Quitting the Big Five—A Reply to Brad East

On the basic structure of my tech choices these days. Briefly.

My friend Brad East writes on the idea of disentangling oneself from Big Tech companies:

Supposing you continued to use digital technology — supposing, that is, you did not move onto a tech-free country ranch, unplugged from the internet and every kind of screen — how many of these Big Tech companies could you extract yourself from without serious loss? Put from another angle, what is the fewest possible such companies you need to live your life?

So far as I can see it, the answer is simple: Commit exclusively to one company for as many services as possible.

Now, this may be seriously unwise. Like a portfolio, one’s digital assets and services may be safest and best utilized when highly diversified. Moreover, it’s almost literally putting one’s eggs in a single basket: what if that basket breaks? What if the one company you trust goes bust, or has its security compromised, or finds itself more loyal to another country’s interests than one’s own, so on and so forth?

All granted. This may be a foolish endeavor. That’s why I’m thinking out loud.

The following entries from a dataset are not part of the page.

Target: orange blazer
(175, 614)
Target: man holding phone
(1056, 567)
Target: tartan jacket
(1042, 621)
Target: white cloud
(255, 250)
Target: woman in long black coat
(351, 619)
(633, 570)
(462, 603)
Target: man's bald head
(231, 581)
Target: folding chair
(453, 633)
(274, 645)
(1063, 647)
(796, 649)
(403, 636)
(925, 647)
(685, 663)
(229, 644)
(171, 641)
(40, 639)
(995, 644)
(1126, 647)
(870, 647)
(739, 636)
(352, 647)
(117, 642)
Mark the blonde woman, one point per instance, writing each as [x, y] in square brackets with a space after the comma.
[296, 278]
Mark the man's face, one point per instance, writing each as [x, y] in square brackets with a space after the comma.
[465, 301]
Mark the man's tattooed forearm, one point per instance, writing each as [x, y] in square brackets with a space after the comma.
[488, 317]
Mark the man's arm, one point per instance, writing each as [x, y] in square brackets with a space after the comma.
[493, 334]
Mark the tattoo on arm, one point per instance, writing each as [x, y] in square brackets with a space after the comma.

But supposing it’s not foolish, it seems to me that the simplest thing to do, in my case, would be to double down on Apple. Apple does hardware and software. They do online storage. They do TV and movies. They do music and podcasts. They’re interoperable. They have Maps and email and word processors and slideshows and the rest — or, if I preferred, I could always use third-party software for such needs (for example, I already use Firefox, not Safari or Chrome).

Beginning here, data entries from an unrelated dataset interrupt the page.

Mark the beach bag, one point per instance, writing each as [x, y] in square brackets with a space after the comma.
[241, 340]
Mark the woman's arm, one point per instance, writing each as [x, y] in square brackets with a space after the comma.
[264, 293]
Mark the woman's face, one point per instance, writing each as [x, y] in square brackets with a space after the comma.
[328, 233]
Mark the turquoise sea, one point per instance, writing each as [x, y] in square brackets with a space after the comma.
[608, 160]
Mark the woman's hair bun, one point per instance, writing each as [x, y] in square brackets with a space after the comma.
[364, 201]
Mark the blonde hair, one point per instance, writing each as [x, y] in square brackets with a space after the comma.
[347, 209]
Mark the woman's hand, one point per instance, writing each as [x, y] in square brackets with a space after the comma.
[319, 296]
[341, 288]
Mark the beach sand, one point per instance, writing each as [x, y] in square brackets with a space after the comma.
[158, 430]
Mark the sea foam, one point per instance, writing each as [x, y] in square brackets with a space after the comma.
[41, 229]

He then explains how he could/would do this if he thinks about it.

Since I am killing time waiting with my family in the airport, I sent him a quick email back — Brad has been bugging me to write up some thoughts this direction for years, and this finally did the trick, though not quite in the form he asked for. What follows is my 100% unedited email to him: strongly affirming the plan!

Spoilers: what you outline there is more or less what I have done. You could go further by going for Linux machines and open source sync etc., but the falloff in quality is severe. I find the tradeoff of “Basically use Apple stuff” to be a pretty decent one at present: the hardware and software is best in class, the ecosystem smaller but much higher quality than what you find for almost everything on Windows, and the privacy setup is much better for an average person. (You can do better on privacy with Linux and Android, but the effort level is high and the costs to UX even higher, and they don’t matter unless you work for the CIA or are a missionary in an extremely closed country or something like that.)

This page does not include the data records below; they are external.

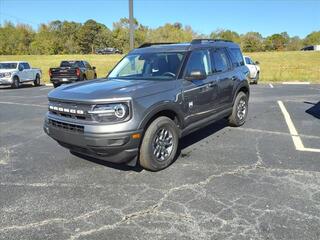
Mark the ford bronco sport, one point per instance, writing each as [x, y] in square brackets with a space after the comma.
[155, 95]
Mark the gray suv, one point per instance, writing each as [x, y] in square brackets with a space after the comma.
[155, 95]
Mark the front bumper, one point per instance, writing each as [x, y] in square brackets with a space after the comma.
[63, 80]
[112, 147]
[5, 81]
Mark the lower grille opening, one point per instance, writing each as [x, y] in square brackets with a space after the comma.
[66, 126]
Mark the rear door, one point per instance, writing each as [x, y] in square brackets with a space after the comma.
[28, 71]
[252, 67]
[225, 76]
[199, 95]
[89, 70]
[23, 75]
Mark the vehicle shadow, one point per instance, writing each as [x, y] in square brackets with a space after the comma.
[184, 142]
[314, 110]
[122, 167]
[8, 88]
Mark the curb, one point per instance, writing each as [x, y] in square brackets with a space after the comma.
[298, 83]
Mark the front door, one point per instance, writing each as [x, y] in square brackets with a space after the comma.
[225, 75]
[199, 95]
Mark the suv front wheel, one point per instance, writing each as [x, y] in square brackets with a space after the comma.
[239, 110]
[159, 145]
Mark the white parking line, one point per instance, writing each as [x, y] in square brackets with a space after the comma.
[24, 104]
[293, 131]
[45, 88]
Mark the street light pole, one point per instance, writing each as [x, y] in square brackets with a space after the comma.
[131, 24]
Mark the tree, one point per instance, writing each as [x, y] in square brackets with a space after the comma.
[92, 35]
[295, 44]
[276, 42]
[226, 35]
[252, 42]
[15, 39]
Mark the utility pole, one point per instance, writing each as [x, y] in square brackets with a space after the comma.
[131, 24]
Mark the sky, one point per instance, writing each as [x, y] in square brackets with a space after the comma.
[298, 18]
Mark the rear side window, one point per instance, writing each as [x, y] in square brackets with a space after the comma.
[199, 61]
[87, 65]
[237, 54]
[26, 65]
[220, 60]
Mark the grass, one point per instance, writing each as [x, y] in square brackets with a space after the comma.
[288, 66]
[103, 63]
[275, 66]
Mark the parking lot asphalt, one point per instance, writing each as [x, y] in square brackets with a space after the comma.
[227, 183]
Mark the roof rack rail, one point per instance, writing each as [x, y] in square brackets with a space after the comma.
[151, 44]
[202, 40]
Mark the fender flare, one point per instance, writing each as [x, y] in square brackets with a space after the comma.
[242, 84]
[160, 107]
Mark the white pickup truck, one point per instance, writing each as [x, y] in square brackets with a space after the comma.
[15, 73]
[254, 69]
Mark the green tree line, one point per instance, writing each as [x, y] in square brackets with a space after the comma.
[65, 37]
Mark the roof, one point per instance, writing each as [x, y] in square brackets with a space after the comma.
[182, 47]
[13, 61]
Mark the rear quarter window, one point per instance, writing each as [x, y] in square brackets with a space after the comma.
[237, 55]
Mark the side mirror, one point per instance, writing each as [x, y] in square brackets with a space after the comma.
[196, 75]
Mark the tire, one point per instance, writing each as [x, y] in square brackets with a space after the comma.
[239, 110]
[55, 85]
[15, 83]
[257, 78]
[36, 82]
[157, 137]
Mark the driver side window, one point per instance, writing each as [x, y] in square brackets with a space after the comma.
[133, 67]
[199, 61]
[20, 67]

On Amazon: we swore it off almost a decade ago, and we haven’t missed it much, to be honest. The more so as it has turned into a giant pile of junk from third-party vendors over time. Amazon TV is th one sort of useful thing, mostly for The Expanse… which is now over. (I think I will watch S2 of The Wheel of Time and The Rings of Power, but think” tells you how strong my endorsement is not.)

Bonus of getting off of Microsoft: Keynote is much better than Powerpoint.

And if you switched to a plain text format for writing (Markdown most likely), you’d have something much more portable forever as an authoring format–-with the tradeoff of needing some tools get from that format into something you can send to a journal/do revisions on/etc. Given the shape of your field, I suspect actually getting out of Word entirely (rather than just at a personal/familial level) would be the hardest bit, just because that’s how revisions and collaborations so often get done. Jacobs wrote about this dynamic a while back, though: he (like me) lives in plain text as long as possible and then switches over to Word only for the revisions-with-an-editor phase.

If you want off of Gmail, bite the one-time bullet of (a) switching to a new provider, (b) migrating everything, (c) forwarding everything in perpetuity, and (d) setting up an auto-responder to tell people about the change of email address. You probably don’t want to actually kill the address–-too much stuff tied to it, in my experience–-but you can steadily move account references off of it. Bonus: point everything to brad@bradeast.org or hello@bradeast.org or something along those lines when you do that, and then it does not matter who your email provider is. If you want a recommendation (and a referral link!): I use and am extremely satisfied with Fastmail, which I have been using since 2014 or so.

Long story short: I approve!

Also… I realize that you basically nerd sniped me into a first draft of the post you started bugging me about all those years ago.